FAQinglovely · 29/04/2009 17:32

well as it happens it turns out that he forgot to mention the high blood pressure (which obviously needs sorting out) - so I shall leave it another 2 weeks or so before reminding him about that - and if there's no improvement then shall make sure he mentions it again.

Annoys me as they tried to fob me off last year with the "it's the change of circumstances you're just finding it hard" (having only recently split up from him) but I wasn't just "finding it hard" - I had depression. I may see if I can go with him next time and if they try and fobb him off again mention the fact that a man I have known for 11yrs has broken down twice in real tears in 24hrs - and I have seen him shed tears just once before in those 11yrs, and they were silent tears, not sobbing like yesterday and this morning.

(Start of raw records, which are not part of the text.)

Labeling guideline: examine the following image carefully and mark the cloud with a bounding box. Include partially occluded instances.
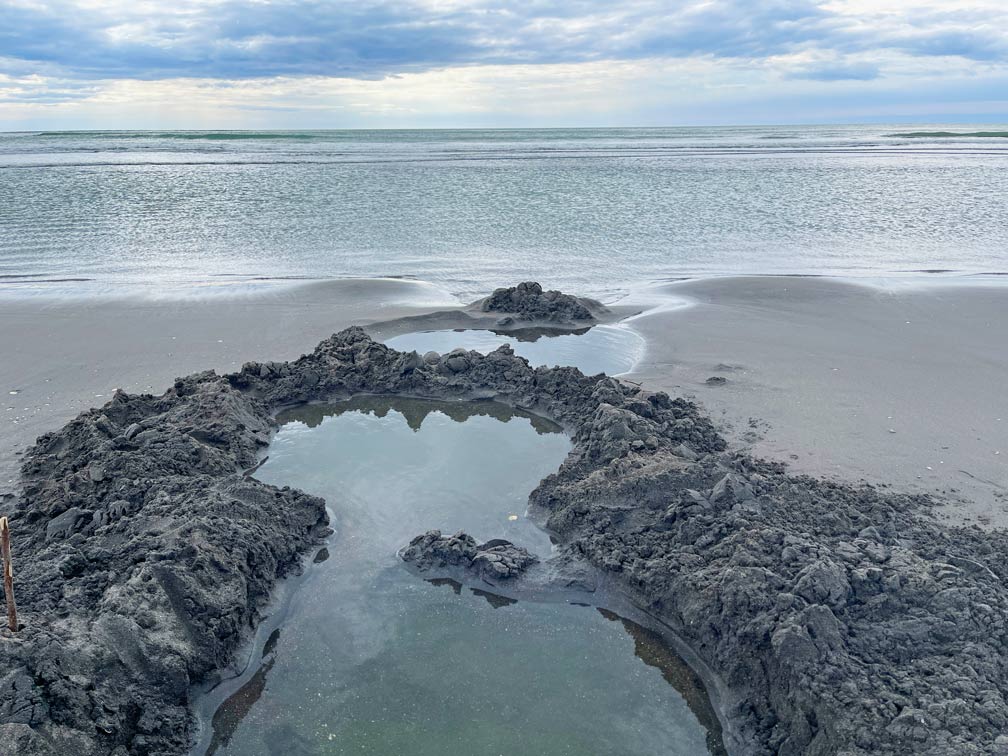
[0,0,1008,80]
[0,0,1008,128]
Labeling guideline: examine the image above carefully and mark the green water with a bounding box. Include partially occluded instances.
[198,398,717,756]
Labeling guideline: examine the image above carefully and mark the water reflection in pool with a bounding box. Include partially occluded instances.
[385,326,644,375]
[194,398,717,756]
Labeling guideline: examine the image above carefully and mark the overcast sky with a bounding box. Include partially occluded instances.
[0,0,1008,130]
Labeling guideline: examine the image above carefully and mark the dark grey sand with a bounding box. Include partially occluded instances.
[0,282,1008,754]
[626,277,1008,527]
[0,279,452,496]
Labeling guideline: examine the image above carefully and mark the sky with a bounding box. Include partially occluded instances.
[0,0,1008,130]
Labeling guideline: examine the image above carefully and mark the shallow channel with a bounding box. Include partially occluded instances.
[198,397,720,756]
[385,326,644,375]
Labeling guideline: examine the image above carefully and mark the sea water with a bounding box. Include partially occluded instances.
[198,397,720,756]
[0,125,1008,301]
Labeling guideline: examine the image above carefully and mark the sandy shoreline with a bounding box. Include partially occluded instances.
[3,279,1008,754]
[0,279,461,504]
[0,277,1008,526]
[628,277,1008,527]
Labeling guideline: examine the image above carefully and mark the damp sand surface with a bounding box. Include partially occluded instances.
[385,326,644,375]
[197,397,718,756]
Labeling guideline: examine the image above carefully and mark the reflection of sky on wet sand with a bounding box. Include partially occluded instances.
[204,400,706,756]
[385,326,644,375]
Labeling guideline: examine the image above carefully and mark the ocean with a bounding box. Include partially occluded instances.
[0,125,1008,299]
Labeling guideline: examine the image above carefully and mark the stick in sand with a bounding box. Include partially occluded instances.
[0,517,17,633]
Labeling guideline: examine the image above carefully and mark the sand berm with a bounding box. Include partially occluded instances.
[0,286,1008,756]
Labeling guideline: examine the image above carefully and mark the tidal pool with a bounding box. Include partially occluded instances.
[197,397,721,756]
[385,326,644,375]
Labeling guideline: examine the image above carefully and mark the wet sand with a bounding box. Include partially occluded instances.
[0,277,1008,526]
[0,279,456,497]
[627,277,1008,527]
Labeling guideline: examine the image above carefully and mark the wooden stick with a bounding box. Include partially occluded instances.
[0,517,17,633]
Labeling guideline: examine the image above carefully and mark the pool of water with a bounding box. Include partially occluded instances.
[197,398,719,756]
[385,326,644,375]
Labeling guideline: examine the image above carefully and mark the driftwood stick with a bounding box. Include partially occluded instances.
[0,517,17,633]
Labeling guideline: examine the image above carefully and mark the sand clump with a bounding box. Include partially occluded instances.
[0,286,1008,756]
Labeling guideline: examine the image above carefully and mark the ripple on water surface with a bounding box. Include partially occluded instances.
[199,397,720,756]
[385,326,644,375]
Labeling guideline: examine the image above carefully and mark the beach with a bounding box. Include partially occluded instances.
[0,277,1008,754]
[628,276,1008,527]
[0,279,455,504]
[0,276,1008,527]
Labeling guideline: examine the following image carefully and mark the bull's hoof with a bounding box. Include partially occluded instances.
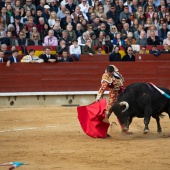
[143,129,149,134]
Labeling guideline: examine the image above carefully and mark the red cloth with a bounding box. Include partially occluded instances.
[77,99,109,138]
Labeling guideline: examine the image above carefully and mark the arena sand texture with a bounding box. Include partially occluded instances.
[0,106,170,170]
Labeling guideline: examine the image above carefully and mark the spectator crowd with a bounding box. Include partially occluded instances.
[0,0,170,62]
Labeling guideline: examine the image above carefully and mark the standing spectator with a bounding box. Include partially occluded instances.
[82,39,95,56]
[122,47,135,61]
[109,46,121,61]
[39,47,57,63]
[6,50,19,67]
[69,40,81,61]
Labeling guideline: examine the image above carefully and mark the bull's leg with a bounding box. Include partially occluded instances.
[152,115,162,133]
[143,107,152,134]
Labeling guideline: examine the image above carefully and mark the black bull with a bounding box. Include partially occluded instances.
[107,83,170,133]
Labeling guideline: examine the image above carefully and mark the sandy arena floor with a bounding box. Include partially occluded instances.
[0,107,170,170]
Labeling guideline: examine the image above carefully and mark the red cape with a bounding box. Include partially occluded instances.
[77,99,109,138]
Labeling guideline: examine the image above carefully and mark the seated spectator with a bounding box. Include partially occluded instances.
[58,50,73,62]
[44,30,58,46]
[82,39,95,56]
[0,50,6,63]
[139,45,147,54]
[134,24,143,40]
[149,45,161,56]
[122,47,135,61]
[125,32,136,45]
[113,32,125,46]
[28,33,42,46]
[96,46,103,54]
[147,31,161,45]
[163,31,170,45]
[26,16,36,32]
[69,40,81,61]
[12,16,23,37]
[59,30,72,46]
[121,23,133,39]
[48,11,57,28]
[6,50,19,67]
[50,0,60,13]
[161,44,170,54]
[15,32,28,46]
[1,31,15,46]
[40,23,50,41]
[136,30,147,46]
[78,32,90,46]
[109,25,118,40]
[1,44,12,54]
[57,39,69,55]
[66,25,77,41]
[109,46,121,61]
[21,49,44,63]
[146,24,158,38]
[0,23,6,39]
[158,23,170,42]
[53,23,62,40]
[29,27,40,40]
[39,47,57,63]
[75,23,83,38]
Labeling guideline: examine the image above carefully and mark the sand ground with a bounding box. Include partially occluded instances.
[0,106,170,170]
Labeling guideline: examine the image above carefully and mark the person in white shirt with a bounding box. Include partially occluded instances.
[21,49,44,63]
[69,40,81,61]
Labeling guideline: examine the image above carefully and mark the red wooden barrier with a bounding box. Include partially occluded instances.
[0,61,170,92]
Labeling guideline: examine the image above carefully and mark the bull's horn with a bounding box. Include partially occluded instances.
[119,101,129,112]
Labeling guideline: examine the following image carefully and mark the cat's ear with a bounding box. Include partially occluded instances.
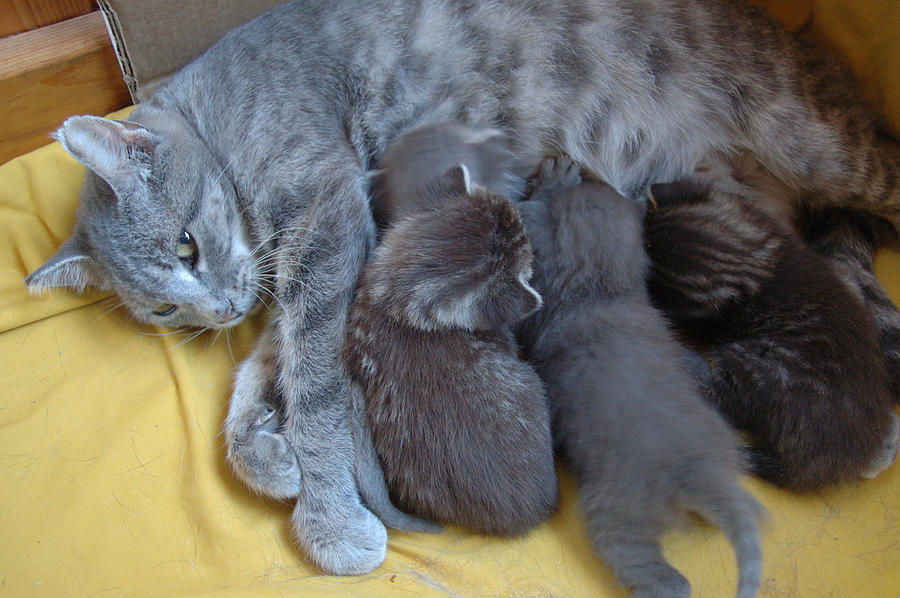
[424,164,472,205]
[53,116,158,192]
[25,232,103,294]
[471,277,543,330]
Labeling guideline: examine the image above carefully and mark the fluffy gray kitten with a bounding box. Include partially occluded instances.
[345,161,557,535]
[27,0,900,573]
[645,182,898,490]
[520,158,762,598]
[372,122,521,224]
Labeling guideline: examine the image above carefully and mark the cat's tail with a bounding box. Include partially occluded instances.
[695,480,765,598]
[349,384,444,534]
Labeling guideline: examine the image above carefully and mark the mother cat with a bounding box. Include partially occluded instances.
[27,0,900,574]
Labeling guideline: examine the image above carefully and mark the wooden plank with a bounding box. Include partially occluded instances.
[0,0,97,36]
[0,12,131,163]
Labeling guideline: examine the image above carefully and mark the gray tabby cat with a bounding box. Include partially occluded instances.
[27,0,900,574]
[519,158,762,598]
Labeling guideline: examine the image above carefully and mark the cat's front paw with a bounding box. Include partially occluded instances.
[293,499,387,575]
[531,155,581,199]
[225,403,301,499]
[860,413,900,479]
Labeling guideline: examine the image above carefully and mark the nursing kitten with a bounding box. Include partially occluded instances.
[27,0,900,573]
[345,163,557,535]
[646,183,900,490]
[798,206,900,403]
[372,122,521,224]
[520,158,762,598]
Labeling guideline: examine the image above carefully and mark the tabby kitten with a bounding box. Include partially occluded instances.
[520,158,762,598]
[646,182,900,490]
[27,0,900,574]
[797,206,900,403]
[345,165,557,535]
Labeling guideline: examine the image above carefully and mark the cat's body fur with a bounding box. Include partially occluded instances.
[28,0,900,573]
[520,158,762,598]
[345,163,557,535]
[646,183,898,490]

He's had shit before to go through, and he was never like this.

For now he's dancing round my living room with the DS's (or should that be the DS's have got him dancing round the living room with them LOL).

OP posts:
KingCanuteIAm · 29/04/2009 18:22

Sounds like a good plan to get back to the GP.

Glad he is enjoying being with the DS's. You know yourself how important this time is and I cannot offer you any advice or experience you don't already know for yourself. FWIW I think he is very lucky to have someone as understanding and open as you around.